What is to be done, then? As of now, nobody—including myself, of course—has a genuine solution to offer. Many in our circles claim that it is “five to midnight,” but I would argue that it is “five past midnight.” Not because it is too late, but because it is too soon. A mere decade ago, many people in this room, including, again, the foolish 20-year-old liberal that I was, were not aware of what was going on. Our awakening is too recent to find political solutions to our current problems now. For politics as we would like it to be to become possible, we have to win the intellectual and cultural battles, which right-wing Baby Boomers have never really considered worth fighting. It is time we do so.

What we can thus do in the meantime is to get intellectually prepared as a movement (for the individual and practical aspects of this preparation, Piero San Giorgio and Jack Donovan are more competent than I am). The first task would be to get rid with intellectual debates dating back to the Cold War, with the false dichotomies between libertarianism and socialism, conservatism and progressivism, etc.

This necessity to go beyond these false dichotomies seems obvious to activists like us, but it is still in these terms that politics are debated today.

When I say that we have to go beyond Left and Right, I don’t mean that we have to reject both notions altogether—our ethno-national project obviously belongs on the Right—but the way they have been defined and falsely opposed for these past 70 years. The alternative is not between the kolkhoz and IKEA, the best reason for that being that the kolkhoz and IKEA are two sides of the same materialistic coin. We have to find a way out of here, a way forward and upward, and that implies rising above these irrelevant debates.

As a radical movement, we need to attract intelligent and educated young men, who are the future.

Crime statistics and differences of achievement between races are important, to be sure, but no snowboarding session on the bell curve will attract young men to us. We need to show them a way out, and thus to remind them of the need to gradually withdraw from the prevailing disorder, but we also have to show them a way into, and that is what the Old Guard has been unable to do so far.

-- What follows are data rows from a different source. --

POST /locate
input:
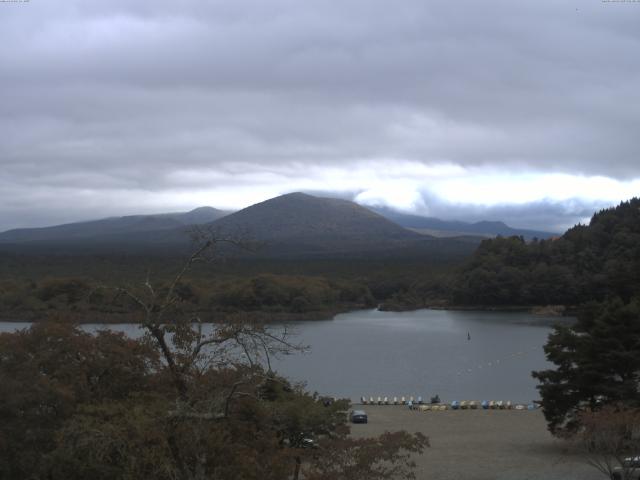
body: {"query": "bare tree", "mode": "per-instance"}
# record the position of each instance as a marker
(191, 350)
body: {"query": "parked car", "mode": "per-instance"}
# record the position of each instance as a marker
(630, 466)
(358, 416)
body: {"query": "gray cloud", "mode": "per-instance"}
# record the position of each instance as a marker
(121, 107)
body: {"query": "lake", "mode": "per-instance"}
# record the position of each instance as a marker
(424, 352)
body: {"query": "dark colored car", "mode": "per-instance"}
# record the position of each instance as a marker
(358, 416)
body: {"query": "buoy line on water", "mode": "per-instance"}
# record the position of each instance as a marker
(496, 362)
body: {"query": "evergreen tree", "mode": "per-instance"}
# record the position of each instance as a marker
(597, 362)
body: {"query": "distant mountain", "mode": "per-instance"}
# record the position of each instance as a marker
(301, 222)
(114, 226)
(291, 225)
(452, 228)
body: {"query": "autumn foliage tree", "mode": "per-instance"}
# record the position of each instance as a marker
(186, 401)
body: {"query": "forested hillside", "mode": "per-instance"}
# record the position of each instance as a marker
(589, 262)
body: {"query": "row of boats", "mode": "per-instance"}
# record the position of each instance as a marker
(435, 404)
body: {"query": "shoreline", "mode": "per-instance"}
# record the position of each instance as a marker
(557, 312)
(481, 444)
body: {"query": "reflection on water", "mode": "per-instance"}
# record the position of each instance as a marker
(413, 353)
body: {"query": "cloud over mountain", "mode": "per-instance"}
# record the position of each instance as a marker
(168, 105)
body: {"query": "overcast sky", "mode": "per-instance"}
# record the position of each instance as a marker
(525, 111)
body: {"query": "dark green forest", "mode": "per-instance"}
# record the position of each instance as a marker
(34, 287)
(588, 262)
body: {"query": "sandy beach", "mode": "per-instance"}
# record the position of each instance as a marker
(482, 444)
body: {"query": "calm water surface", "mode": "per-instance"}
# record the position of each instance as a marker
(413, 353)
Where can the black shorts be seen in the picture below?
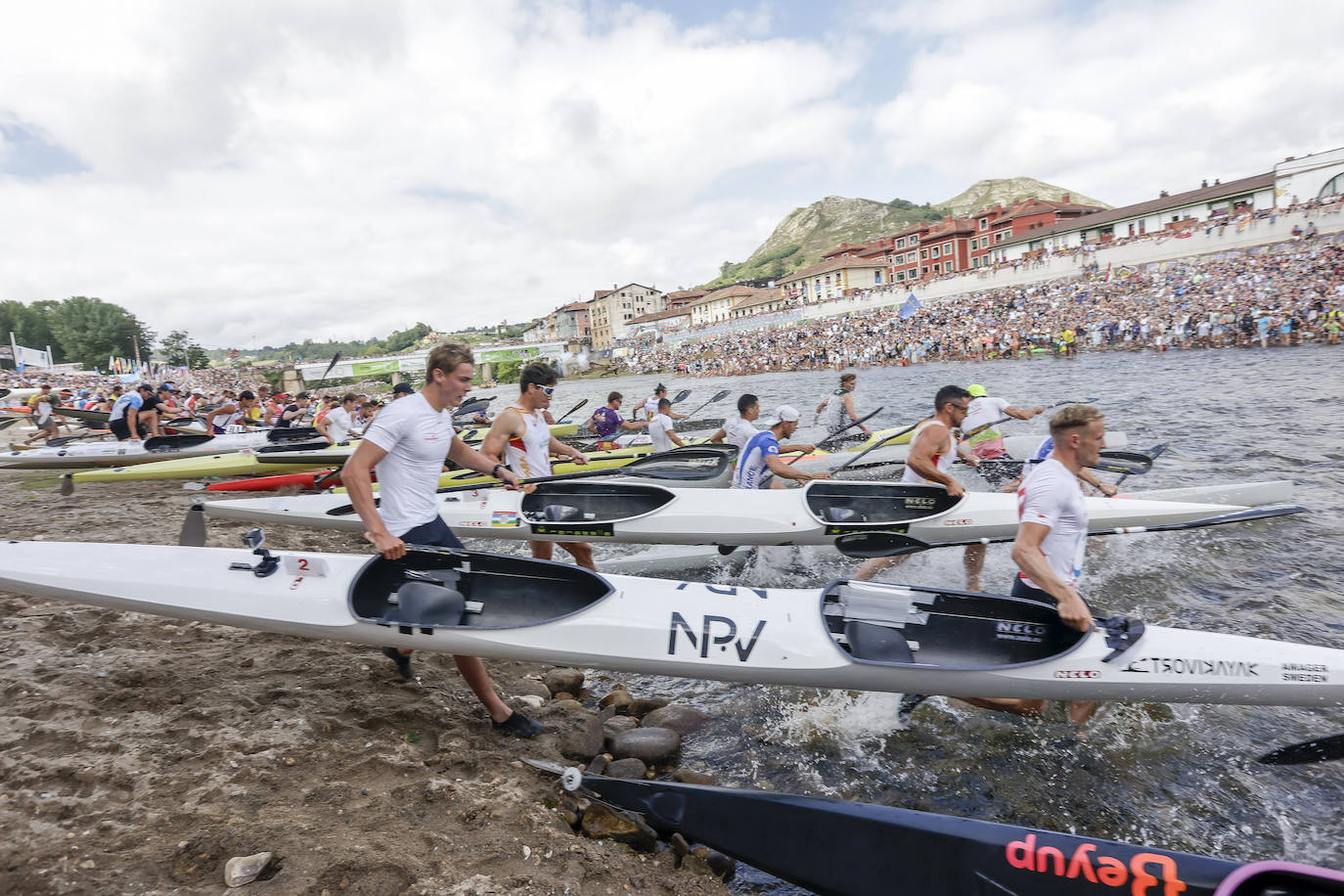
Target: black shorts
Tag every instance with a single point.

Don’t get me wrong: I’m not trying to bury the Old Guard, or even to dispute its achievements. We wouldn’t be here today if the Old Guard had not taken the first step in the past. But we can’t keep doing the same things for decades.

It is now clear why we want to found a new society; now comes the harder part: what we want and how we are going to achieve it.

The answer is not sure at this point. What is is that the powers of creation, not only of reaction, will have to be summoned.